Così era l’uomo. La voce della moglie, dicevamo, è decisiva: ricorda il primo incontro (e la prima cena fuori con Romedio Scaia e signora), uno sguardo, una normalità mai tradita. Perché Ceccarini, uomo fino in fondo, non ha mai separato il lavoro dalla vita privata. È stato sempre uguale a se stesso, anche lontano dai riflettori.

Grazia rivela che poteva andare al Verona che poi vinse lo scudetto, a prendersi quello che aveva sfiorato a Perugia nel ‘79 e invece in estate scelsero Foligno. Ma che fa?! Acqua passata (avevamo detto stop spoiler, però,). Ci sono poi i figli, nel libro. Non come concessione emotiva, ma come misura del tempo e peso del contenuto. Crescere accanto a un padre così significa ereditarne il metodo: rispetto, responsabilità, sobrietà. Questo bagaglio urla ancora.
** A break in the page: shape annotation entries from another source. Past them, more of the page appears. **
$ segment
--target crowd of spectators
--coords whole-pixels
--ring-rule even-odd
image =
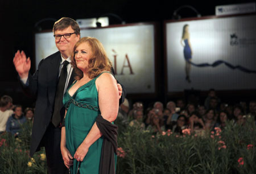
[[[125,105],[125,111],[122,105]],[[191,132],[198,135],[214,131],[216,127],[224,129],[227,121],[243,125],[247,118],[256,118],[256,101],[248,103],[222,102],[214,89],[209,90],[202,104],[186,103],[185,100],[178,99],[170,101],[166,105],[160,101],[151,105],[145,107],[142,102],[135,102],[130,107],[126,102],[120,106],[122,114],[118,116],[130,126],[150,129],[155,134],[170,130],[182,134],[183,130],[190,129]]]
[[[256,118],[256,101],[249,103],[240,102],[231,105],[222,102],[214,89],[210,89],[202,104],[196,105],[178,99],[170,101],[166,105],[155,101],[150,106],[135,102],[131,106],[129,100],[119,106],[118,118],[127,126],[136,126],[142,130],[152,130],[157,134],[168,130],[182,134],[182,130],[190,129],[191,132],[203,135],[205,131],[221,129],[227,121],[243,125],[247,118]],[[3,96],[0,100],[0,134],[6,131],[18,136],[21,126],[33,122],[34,109],[23,110],[20,105],[13,105],[13,99]],[[255,122],[256,123],[256,122]]]

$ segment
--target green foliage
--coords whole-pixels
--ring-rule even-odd
[[[167,131],[119,126],[117,173],[255,173],[256,127],[247,120],[241,126],[229,123],[221,132],[184,135]],[[0,135],[0,173],[47,173],[44,150],[29,155],[32,124],[18,138]]]
[[[117,173],[255,173],[253,119],[204,135],[152,135],[134,127],[119,133],[118,146],[125,156],[118,158]]]
[[[18,137],[4,132],[0,135],[0,173],[46,174],[47,164],[44,150],[29,156],[32,123],[22,127]]]

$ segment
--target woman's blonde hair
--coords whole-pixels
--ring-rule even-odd
[[[92,56],[89,60],[88,65],[88,73],[89,78],[93,78],[97,77],[103,71],[111,72],[112,67],[112,63],[108,57],[102,43],[94,38],[82,38],[75,45],[71,56],[71,65],[76,73],[75,78],[77,80],[80,80],[84,76],[84,74],[76,66],[75,51],[79,45],[86,42],[90,45],[92,52]]]

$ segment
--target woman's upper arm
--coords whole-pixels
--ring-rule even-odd
[[[115,119],[119,108],[117,81],[111,74],[104,73],[96,80],[96,84],[101,115],[104,119],[112,122]]]

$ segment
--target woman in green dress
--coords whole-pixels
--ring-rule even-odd
[[[117,81],[110,73],[112,64],[104,48],[96,38],[81,39],[71,60],[77,76],[63,98],[66,114],[61,129],[61,154],[71,173],[78,170],[80,173],[99,173],[105,135],[96,118],[100,115],[114,126],[119,106]],[[115,161],[116,155],[112,156]],[[110,160],[108,158],[104,160]]]

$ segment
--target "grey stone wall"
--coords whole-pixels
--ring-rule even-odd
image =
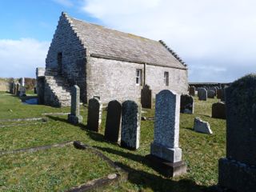
[[[81,42],[69,18],[62,14],[46,59],[46,68],[58,69],[58,54],[62,53],[62,77],[70,86],[81,89],[81,98],[86,100],[86,50]]]
[[[86,66],[87,98],[100,96],[102,102],[110,100],[136,100],[141,97],[142,86],[136,85],[136,69],[144,65],[90,57]],[[146,83],[153,90],[153,97],[161,90],[187,93],[187,71],[168,67],[146,66]],[[169,72],[169,86],[164,84],[164,72]],[[143,80],[144,81],[144,80]]]
[[[170,90],[178,94],[188,93],[187,70],[146,65],[146,83],[153,90],[153,97],[162,90]],[[164,83],[164,72],[169,72],[169,86]]]

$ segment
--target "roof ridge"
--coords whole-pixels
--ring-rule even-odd
[[[131,34],[131,33],[127,33],[127,32],[123,32],[123,31],[121,31],[121,30],[111,29],[111,28],[106,27],[106,26],[101,26],[101,25],[98,25],[98,24],[96,24],[96,23],[94,23],[94,22],[87,22],[87,21],[85,22],[85,21],[83,21],[83,20],[81,20],[81,19],[78,19],[78,18],[73,18],[73,17],[68,16],[66,13],[64,13],[64,14],[65,14],[66,17],[67,17],[69,19],[74,19],[74,20],[77,20],[77,21],[79,21],[79,22],[84,22],[84,23],[90,24],[90,25],[94,25],[94,26],[103,27],[103,28],[106,29],[106,30],[113,30],[113,31],[116,31],[116,32],[122,33],[122,34],[127,34],[127,35],[133,35],[133,36],[135,36],[135,37],[139,38],[144,38],[144,39],[150,40],[150,41],[153,41],[153,42],[158,42],[158,40],[154,40],[154,39],[151,39],[151,38],[145,38],[145,37],[142,37],[142,36],[140,36],[140,35],[137,35],[137,34]]]
[[[170,46],[166,45],[162,40],[159,40],[159,42],[166,48],[166,50],[178,60],[179,61],[183,66],[186,66],[187,65],[186,62],[181,58],[181,57],[175,52],[174,50],[170,49]]]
Spiega perché Ceccarini sia rimasto così profondamente nella memoria e nell’immaginario collettivo: non ha mai cercato di essere un simbolo, lo è diventato proprio per questo.

In definitiva il volume del nostro Claudio Sampaolo non celebra. Fa qualcosa di più difficile: ordina il ricordo, mette a fuoco. Storicizza.
Racconta un gol in 9 contro 11 ( Vannini, un altro dei grandi finì quel giorno la carriera per un grave infortunio) che vale come una vittoria, un difensore che diventa coscienza collettiva, una famiglia che restituisce profondità all’icona. Tigre è un libro che somiglia al suo protagonista: non alza la voce, non indulge, non forza l’epica. Ceccarini resta anche se manca. E a dieci anni di distanza, restare è forse davvero, la forma più rara di vittoria. Non era “solo” un pari Cecco, valeva molto di più.